2024 was like most recent years where there were a few major broadband outages and a lot of smaller regional ones. Most carriers claim to be investing more money in increased redundancy to avoid major outages and one hopes that is cutting down on outages.
AT&T suffered a big outage in February when it lost cellular coverage in markets like Dallas Houston, Los Angeles, and Atlanta. The outage particularly affected first responders served by AT&T’s FirstNet network. The company said the outage was “caused by the application and execution of an incorrect process used as we were expanding our network, not a cyberattack” Basically, the company messed something up during a network update.

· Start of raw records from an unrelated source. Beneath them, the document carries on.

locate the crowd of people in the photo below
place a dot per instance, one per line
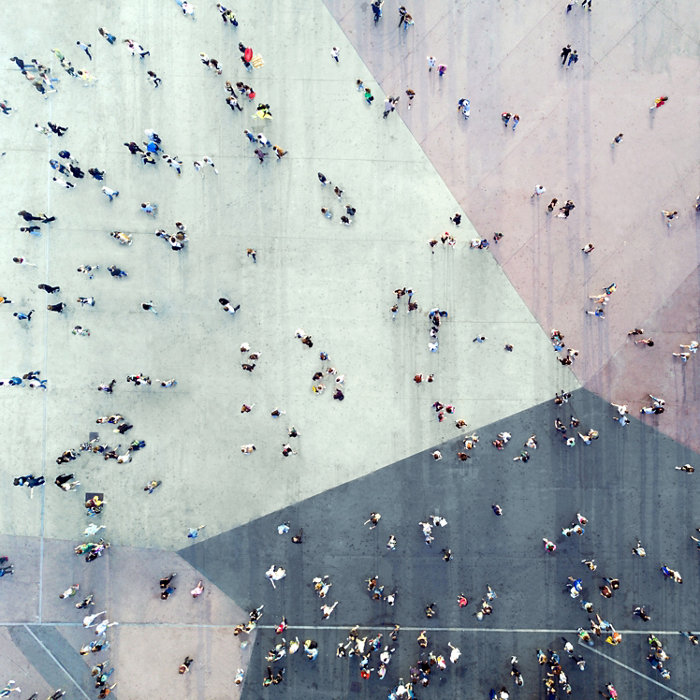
(373, 652)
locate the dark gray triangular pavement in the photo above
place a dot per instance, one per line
(624, 483)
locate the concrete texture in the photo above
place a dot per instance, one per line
(406, 175)
(125, 583)
(504, 57)
(624, 483)
(335, 282)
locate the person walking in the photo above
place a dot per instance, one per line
(565, 53)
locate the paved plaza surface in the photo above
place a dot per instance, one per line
(406, 176)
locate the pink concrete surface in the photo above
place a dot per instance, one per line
(152, 633)
(504, 57)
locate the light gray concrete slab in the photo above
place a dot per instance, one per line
(333, 281)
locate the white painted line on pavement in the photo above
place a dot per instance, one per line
(638, 673)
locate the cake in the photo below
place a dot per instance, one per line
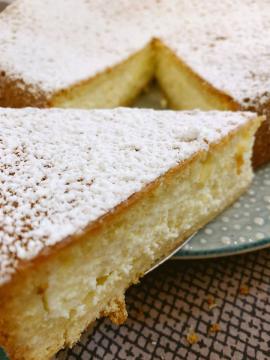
(100, 54)
(91, 199)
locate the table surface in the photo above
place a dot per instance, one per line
(182, 298)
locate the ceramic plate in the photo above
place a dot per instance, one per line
(243, 227)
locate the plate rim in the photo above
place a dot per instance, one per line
(223, 251)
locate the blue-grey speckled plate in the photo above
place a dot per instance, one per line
(243, 227)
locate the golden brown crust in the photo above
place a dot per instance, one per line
(224, 98)
(261, 152)
(25, 268)
(18, 94)
(116, 311)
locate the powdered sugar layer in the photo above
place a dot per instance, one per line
(61, 170)
(226, 42)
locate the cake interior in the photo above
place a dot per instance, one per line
(117, 86)
(122, 83)
(49, 306)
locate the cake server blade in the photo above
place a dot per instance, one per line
(174, 251)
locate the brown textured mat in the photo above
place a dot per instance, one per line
(178, 297)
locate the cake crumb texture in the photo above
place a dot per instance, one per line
(226, 43)
(62, 170)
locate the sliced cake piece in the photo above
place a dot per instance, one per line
(92, 199)
(100, 54)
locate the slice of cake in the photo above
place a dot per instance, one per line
(100, 54)
(92, 199)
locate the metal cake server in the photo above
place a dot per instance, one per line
(174, 251)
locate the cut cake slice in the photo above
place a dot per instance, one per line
(92, 199)
(100, 54)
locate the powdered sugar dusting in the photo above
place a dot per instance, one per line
(61, 170)
(226, 42)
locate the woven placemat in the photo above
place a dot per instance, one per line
(222, 305)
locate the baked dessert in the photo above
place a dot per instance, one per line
(92, 199)
(97, 54)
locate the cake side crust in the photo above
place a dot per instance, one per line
(7, 291)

The biggest telco outages for the year came from hurricanes. In western North Carolina alone, 80% of cell sites went out of service by the day after the storm hit. Fiber networks were severed as entire roads washed away, and something like a million trees were damaged. I live in Asheville, and we experienced a total communications blackout with no cellular or landline broadband. It took about a week to get a partial cell signal back and over three weeks to get broadband. Some rural areas were out much longer.
Hurricane Milton caused broadband outages as well, more related to power outages than destroyed telecom network. A lot of places didn’t lose cell coverage, and most people were back in service within a few days.
The other big outages in 2024 were not network outages but service provider outages.
- Microsoft Teams had a seven hour outage on January 26. The cause of the outage was never disclosed but seems to have been internal to Microsoft.
- On March 5, Meta had an outage that blocked users from accessing Facebook, Instagram, Messenger, and Threads. The reason for the outage was a glitch in the login process.
- Google lost service for an hour on May 1. The problem was a failure in the verification process that couldn’t identify users.
- The biggest outage of the year happened on July 19 and affected 8.5 million Microsoft Windows devices. The outage was worldwide. Flights were canceled, customers couldn’t access banks, surgeries were canceled, and there were widespread 911 outages. The cause of the problem was a section of code at CrowdStrike, the cybersecurity firm that many large Windows customers were using to protect their devices. In retrospect, the outage was blamed on the lack of testing from CrowdStrike before implementing a software update.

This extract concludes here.